Ein gefechtsbereites Flugabwehrraketensystem der Deutschen Bundeswehr vom Typ „Patriot“.
Ein gefechtsbereites Flugabwehrraketensystem der Deutschen Bundeswehr vom Typ „Patriot“.Foto: Axel Heimken/dpa
Von 26. Mai 2024

Ab heute besucht Frankreichs Präsident Emmanuel Macron Deutschland. Vor seinem Staatsbesuch dringt der Chef der EVP, Manfred Weber (CSU), auf eine gemeinsame europäische Raketenabwehr. Frankreich kritisierte in der Vergangenheit, dass die von Deutschland initiierte „European Sky Shield Initiative“ nicht nur deutsche, sondern auch nicht-europäische Technologien wie US-amerikanische und israelische Systeme bevorzugt. Es würde keine ausgewogene europäische Zusammenarbeit zur Stärkung der gemeinsamen Fähigkeiten fördern.
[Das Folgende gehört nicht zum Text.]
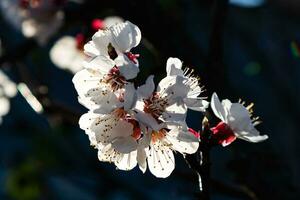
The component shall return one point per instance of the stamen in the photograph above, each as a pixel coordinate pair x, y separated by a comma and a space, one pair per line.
132, 57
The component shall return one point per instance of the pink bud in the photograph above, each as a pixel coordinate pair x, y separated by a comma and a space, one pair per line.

„Die deutsch-französische Freundschaft muss endlich wieder in Gang kommen: Wir brauchen eine wirksame europäische Luftverteidigung“, sagte der CSU-Politiker den Zeitungen der Funke-Mediengruppe. Der Schutz vor Raketenangriffen sei fundamental für die Sicherheit des Kontinents.

Die European Sky Shield Initiative müsse eine echte EU-Initiative werden, so Weber. „Autoritäre Regime wie Putin und der Iran, deren Raketensysteme Europa erreichen können, werden sich durch Trippelschritte nicht beeindrucken lassen.“

Macron: Deutschland verfolge eigene Interessen

Die European Sky Shield Initiative (ESSI) ist ein von Deutschland initiiertes Projekt zum Aufbau eines verbesserten europäischen Luftverteidigungssystems. Es zielt darauf ab, gemeinsam mit anderen europäischen Staaten neue Waffensysteme zur Abwehr von Drohnen, Marschflugkörpern und ballistischen Raketen zu beschaffen und so Lücken im bisherigen Schutzschirm für Europa zu schließen.
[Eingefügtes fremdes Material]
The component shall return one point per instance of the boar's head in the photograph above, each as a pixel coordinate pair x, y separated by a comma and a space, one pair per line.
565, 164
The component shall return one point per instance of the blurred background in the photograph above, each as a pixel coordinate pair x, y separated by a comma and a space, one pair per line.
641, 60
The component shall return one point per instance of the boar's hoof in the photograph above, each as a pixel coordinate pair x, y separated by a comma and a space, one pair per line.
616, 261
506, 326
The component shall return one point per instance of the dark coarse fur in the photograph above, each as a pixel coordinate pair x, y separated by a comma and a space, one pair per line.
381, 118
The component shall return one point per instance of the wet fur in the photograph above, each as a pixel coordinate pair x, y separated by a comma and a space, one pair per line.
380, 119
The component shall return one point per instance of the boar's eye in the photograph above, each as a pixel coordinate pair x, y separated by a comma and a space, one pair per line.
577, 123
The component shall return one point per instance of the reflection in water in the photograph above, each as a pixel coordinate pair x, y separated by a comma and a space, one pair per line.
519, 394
Die ESSI wurde vor dem Hintergrund des russischen Krieges gegen die Ukraine ins Leben gerufen, um die Bedrohung durch Russlands Langstreckenwaffen zu adressieren.

Ziele sind zum einen die gemeinsame Beschaffung von Luftverteidigungssystemen für verschiedene Abfangschichten zur Stärkung der integrierten Luftverteidigung der NATO. Zum anderen geht es um ökonomische Skaleneffekte und militärische Synergieeffekte durch Bündelung der Beschaffung sowie einen verbesserten Schutz vor Luftangriffen und Reduzierung der Erpressungsfähigkeit Russlands gegenüber NATO-Staaten.

Deutschland plant beispielsweise in diesem Rahmen die Beschaffung des israelisch-amerikanischen Raketenabwehrsystems Arrow 3. Frankreich sieht darin eine Bevorzugung nicht-europäischer Systeme. Das in der ESSI eingesetzte amerikanische Patriot-System soll modernisiert werden. Auch dies wird von Frankreich als Förderung nicht-europäischer Technologie kritisiert.

Frankreich befürchtet, dass die ESSI zu einer Fragmentierung der europäischen Rüstungsindustrie führen und den Aufbau eigener europäischer Fähigkeiten behindern könnte.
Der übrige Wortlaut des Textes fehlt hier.